This Is My Vietnam
An Afghanistan veteran weighs in on whether what we did mattered in the ‘Forever War’
On December 10, 2003, Taliban and al-Qaida operatives launched a complex attack against the small forward operating base I’d been stationed at for eight months. In the barrage and carnage that followed, my friend Steve and I were wounded in action. I took shrapnel to my arms and lower back, had my wrist fractured, and was knocked unconscious. When I came to, muscle memory took over, and I ran out under a gauntlet of explosions searching for medics while Steve slowly bled out because a piece of shrapnel had hit a vein in his arm.

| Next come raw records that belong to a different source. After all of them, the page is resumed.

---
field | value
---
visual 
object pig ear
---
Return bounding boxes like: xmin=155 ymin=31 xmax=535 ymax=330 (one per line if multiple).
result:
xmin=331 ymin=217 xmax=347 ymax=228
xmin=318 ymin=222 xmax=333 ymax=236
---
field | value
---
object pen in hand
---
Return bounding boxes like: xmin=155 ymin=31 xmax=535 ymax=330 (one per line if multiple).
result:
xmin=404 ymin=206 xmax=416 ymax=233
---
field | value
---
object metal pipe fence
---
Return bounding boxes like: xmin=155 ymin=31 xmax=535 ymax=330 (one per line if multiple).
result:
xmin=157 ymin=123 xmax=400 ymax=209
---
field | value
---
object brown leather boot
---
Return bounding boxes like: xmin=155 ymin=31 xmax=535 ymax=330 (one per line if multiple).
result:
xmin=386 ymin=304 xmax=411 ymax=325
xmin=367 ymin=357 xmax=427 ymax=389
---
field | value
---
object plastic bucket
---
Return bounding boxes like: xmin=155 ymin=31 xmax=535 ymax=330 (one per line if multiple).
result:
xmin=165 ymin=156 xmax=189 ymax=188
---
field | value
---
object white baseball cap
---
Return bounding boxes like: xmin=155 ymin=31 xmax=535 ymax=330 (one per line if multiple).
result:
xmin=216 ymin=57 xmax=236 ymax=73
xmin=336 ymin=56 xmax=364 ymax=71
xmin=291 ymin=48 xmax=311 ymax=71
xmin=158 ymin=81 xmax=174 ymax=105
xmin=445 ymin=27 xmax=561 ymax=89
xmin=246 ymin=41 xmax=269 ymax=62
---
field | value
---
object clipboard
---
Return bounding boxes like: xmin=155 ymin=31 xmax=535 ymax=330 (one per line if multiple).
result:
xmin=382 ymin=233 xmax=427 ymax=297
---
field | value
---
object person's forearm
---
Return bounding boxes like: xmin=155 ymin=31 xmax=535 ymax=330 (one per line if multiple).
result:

The attack ended when an Air Force combat controller called in a massive airstrike, leveling the side of a nearby mountain. To this day, I cannot recall how I left the area we had bunkered down in while I worked furiously to patch up Steve. I found myself standing on a tarmac covered in blood, watching a helicopter disappear in the distance while I clutched Steve’s rifle.
Steve survived, and three days later, the Army medically evacuated me to Kandahar. I refused to return to the United States and finished my tour of duty, answering phones with my good hand (medics had cast the other) and carting interpreters around.
A week before leaving, my best friend, Danton “Kyle” Seitsinger, arrived as one of our replacements. My last words to him when he expressed fear of dying at the hands of the Taliban were more or less to “not be a pussy” and “make his peace with death.” He was killed a week later, and I’ve regretted those words for over 17 years.
By the time 2004 ended, seven men I had fought next to or been friends with were dead, three of them from my unit.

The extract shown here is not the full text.